L’exploration du travail du cinéaste se poursuit à travers son coup d’essai, film historique de qualité. Premier film d’un réalisateur en devenir, Les duellistes frappe d’abord par le soin apporté à la narration et à la mise en scène.
2 ans avant Alien, Ridley Scott entamait, à travers un drame historique, son exploration de l’affrontement entre le bien et le mal, entre la violence et le pacifisme, des valeurs propres et chères à l’homme. Keith Carradine et Harvey Keitel incarnent à merveille ces deux valeurs exploitées dans cette adaptation d’une histoire vraie qui se déroule dans la France et l’Europe du tout début du XIXe siècle. Les duellistes, deux hommes aux valeurs similaires mais à la morale opposée, s’écharpent puis s’affrontent dans de violents et sanglants duels, pendant une quinzaine d’années. L’un est solitaire, l’autre cherche à se construire une vie de famille. L’un est volage, l’autre est attaché aux valeurs de la fidélité et de la sincérité.

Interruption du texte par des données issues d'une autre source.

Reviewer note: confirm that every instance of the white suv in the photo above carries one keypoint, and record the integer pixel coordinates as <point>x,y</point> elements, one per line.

Avec Les duellistes, Ridley Scott s’atèle à son projet de vie en tant que réalisateur. L’exploration des vices et vertus de l’homme, à travers le temps passé (l’histoire) et le temps imaginé (le futur, incertain) en proposant une relecture sensible et adaptée, pour produire un cinéma historicisé à de nombreuses reprises, mais suffisamment retravaillé pour ne pas tomber dans le gouffre du film historique et proposer (parfois trop), du cinéma-divertissement. Souvent pessimiste, le cinéma de Scott s’incarne déjà dans ce premier film où cette obsession du duel dans un laps de temps réduit (plus d’une décennie), ponctué par la présence de sentiments et éléments purement humains (l’amour, la haine, l’honneur, la guerre...) semble symboliser l’histoire de l’humanité rongée par une violence excessive et maladive et dont l’utopie rêvée de la paix et de l’épanouissement se retrouve toujours ébranlée - parfois après de longues années de calme - par une phase guerrière, une pulsion dévastatrice dont l’objectif est parfois flou.
C’est en cela que Les duellistes fait doublement réfléchir sur le sort d’une humanité condamnée à la violence et dont l’émancipation paraît délicate mais aussi sur cette pratique purement française qu’étaient les duels de leurs origines dans la France d’Ancien Régime jusqu’au dernier perdu par René Ribière en 1967.